Elegí Marsella, una ciudad en el sur, conocida por su cantidad de inmigrantes, sus no tan antiguas redes de narcotráfico -popularizadas por la película The French Connection-, y por el Olympique de Marseille, único equipo francés en ganar la Liga de Campeones. A mí todo esto me llamaba la atención, y sobre todo el factor geográfico: en Marsella hay mar, y hay sol casi todo el año. Nada que ver con París, que no por nada le dicen Pagrís.
Tampoco quería irme a ciudades demasiado francesas, como Niza o Montpellier. La presencia de inmigrantes me parecía más buena onda, y seguramente sería más barato también.
Instalarse a vivir en otro país
Llegar a vivir en otro país es distinto que simplemente estar viajando. Uno trata rápidamente de memorizar los lugares, entender las dinámicas, los flujos de gente, las costumbres, ir descifrando poco a poco el tejido social. En fin, incorporarse.
Armado con mis lecciones de francés en el celular, aterricé en Marsella. Sin embargo, las perfectas y pausadas pronunciaciones de la aplicación no te preparan para como habla la gente en la vida real. En el pequeño cuarto en la casa de un árabe que tenía reservado para mi llegada, hablaba con mi anfitrión en inglés.
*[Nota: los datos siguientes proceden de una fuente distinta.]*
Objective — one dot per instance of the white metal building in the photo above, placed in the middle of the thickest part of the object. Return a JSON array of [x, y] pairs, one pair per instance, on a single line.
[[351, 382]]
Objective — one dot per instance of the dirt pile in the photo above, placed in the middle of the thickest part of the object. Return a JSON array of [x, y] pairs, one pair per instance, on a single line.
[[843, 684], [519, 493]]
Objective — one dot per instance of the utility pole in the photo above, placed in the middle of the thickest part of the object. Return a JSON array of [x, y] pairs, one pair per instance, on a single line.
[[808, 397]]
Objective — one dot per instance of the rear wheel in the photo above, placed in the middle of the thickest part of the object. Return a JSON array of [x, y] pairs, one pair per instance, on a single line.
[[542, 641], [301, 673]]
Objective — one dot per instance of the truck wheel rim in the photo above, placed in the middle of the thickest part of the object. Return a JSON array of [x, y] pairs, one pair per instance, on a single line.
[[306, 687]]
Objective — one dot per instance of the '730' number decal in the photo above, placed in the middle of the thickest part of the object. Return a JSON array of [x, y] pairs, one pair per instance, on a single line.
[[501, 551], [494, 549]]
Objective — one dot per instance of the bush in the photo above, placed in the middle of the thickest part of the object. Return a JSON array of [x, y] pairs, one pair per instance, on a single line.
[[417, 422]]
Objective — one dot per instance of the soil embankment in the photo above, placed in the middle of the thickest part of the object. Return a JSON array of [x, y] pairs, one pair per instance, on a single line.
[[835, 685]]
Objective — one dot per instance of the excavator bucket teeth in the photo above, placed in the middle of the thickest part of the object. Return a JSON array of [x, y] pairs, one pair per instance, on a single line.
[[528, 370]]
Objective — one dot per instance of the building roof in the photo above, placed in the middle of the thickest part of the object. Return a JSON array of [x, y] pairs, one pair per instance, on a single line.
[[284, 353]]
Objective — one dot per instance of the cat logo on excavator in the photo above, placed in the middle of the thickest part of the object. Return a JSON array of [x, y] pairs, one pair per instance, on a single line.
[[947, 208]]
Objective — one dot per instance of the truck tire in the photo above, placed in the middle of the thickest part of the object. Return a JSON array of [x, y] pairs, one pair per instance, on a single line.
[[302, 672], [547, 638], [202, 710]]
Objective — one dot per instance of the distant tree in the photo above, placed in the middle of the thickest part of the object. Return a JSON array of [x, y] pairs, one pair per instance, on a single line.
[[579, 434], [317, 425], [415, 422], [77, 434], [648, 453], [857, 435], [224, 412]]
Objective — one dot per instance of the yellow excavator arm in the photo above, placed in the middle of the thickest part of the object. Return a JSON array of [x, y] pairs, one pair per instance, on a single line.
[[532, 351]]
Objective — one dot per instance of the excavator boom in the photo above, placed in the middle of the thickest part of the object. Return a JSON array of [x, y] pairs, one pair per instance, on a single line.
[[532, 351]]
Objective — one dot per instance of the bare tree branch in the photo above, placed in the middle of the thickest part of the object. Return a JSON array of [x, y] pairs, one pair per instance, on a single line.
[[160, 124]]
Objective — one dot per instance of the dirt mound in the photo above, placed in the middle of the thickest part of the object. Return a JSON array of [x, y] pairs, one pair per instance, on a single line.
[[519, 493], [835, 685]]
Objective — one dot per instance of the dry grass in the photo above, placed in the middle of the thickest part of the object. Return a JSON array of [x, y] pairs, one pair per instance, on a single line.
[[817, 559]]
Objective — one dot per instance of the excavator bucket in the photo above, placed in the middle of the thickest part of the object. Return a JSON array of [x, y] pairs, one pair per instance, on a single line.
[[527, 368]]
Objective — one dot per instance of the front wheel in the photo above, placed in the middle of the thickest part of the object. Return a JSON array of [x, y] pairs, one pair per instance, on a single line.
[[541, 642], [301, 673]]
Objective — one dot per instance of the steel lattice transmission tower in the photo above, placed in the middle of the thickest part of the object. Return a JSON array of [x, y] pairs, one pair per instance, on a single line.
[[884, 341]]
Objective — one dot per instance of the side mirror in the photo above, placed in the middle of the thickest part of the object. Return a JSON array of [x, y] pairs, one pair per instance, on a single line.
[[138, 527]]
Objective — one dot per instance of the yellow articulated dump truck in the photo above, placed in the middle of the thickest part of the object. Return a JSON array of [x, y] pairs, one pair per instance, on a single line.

Para conocer gente, instalé Tinder. Me di cuenta de que muchos franceses alucinan con la cultura latina, y por tanto con su gente. Yo estoy lejos de representar el arquetipo de lo que se considera latino, y me parece que Chile es lo menos latino de Latinoamérica, pero igual me beneficié de esta percepción. Conocí dos chicas que hablaban español. Una de ellas, llamada Cori, me dijo que se iba de viaje dos semanas, y me podía dejar su departamento.
Así que me mudé del barrio árabe a uno muy francés. De todas formas, sería solo temporal. Tenía que encontrar un departamento definitivo. Mis modestos ingresos del trabajo en línea me alcanzaban para viajar en Asia, pero no para vivir en Francia. O al menos, vivir como yo quería. Por lo que tenía que buscar un trabajo. Además, así aprendería más rápido francés.
Un día que salimos a un bar de cervezas, vi un anuncio en el baño, del cual entendí que buscaban meseros. Yo no hablaba nada de francés, pero nunca iba a hacerlo si no me metía de lleno. Con ayuda de una amiga, envié un mail para postular, y me dieron hora para una entrevista.
Me vestí con lo mejor que tenía -Llevé en mi maleta una camisa, pantalones y zapatos formales para una ocasión como esta- y traté de practicar las frases que más probablemente necesitaría. Pero sabía que era insuficiente, mi francés era nulo. Si mi jefe no hablaba inglés, la entrevista iba a durar muy poco. Tenía que correr el riesgo, necesitaba un trabajo.
Llegué al lugar y la hora señalada. No parecía haber nadie esperándome, por lo que me acerqué a la barra. –Bonsoir, je suis ici pour l’entretien, le dije al barista, tratando fútilmente de sonar lo más francés. El barista, con un fuerte acento italiano, me dijo algo que supuse que era que esperara, y al minuto vino quien tenía toda la pinta de ser el jefe.
- ¡Hola! ¿Tú eres Valentín?
El tipo era español. Y en esta lengua fue la entrevista. No le importaba que no hablara francés, ya lo aprendería. Comenzaba a trabajar la próxima semana.
La fortuna sonríe a los audaces.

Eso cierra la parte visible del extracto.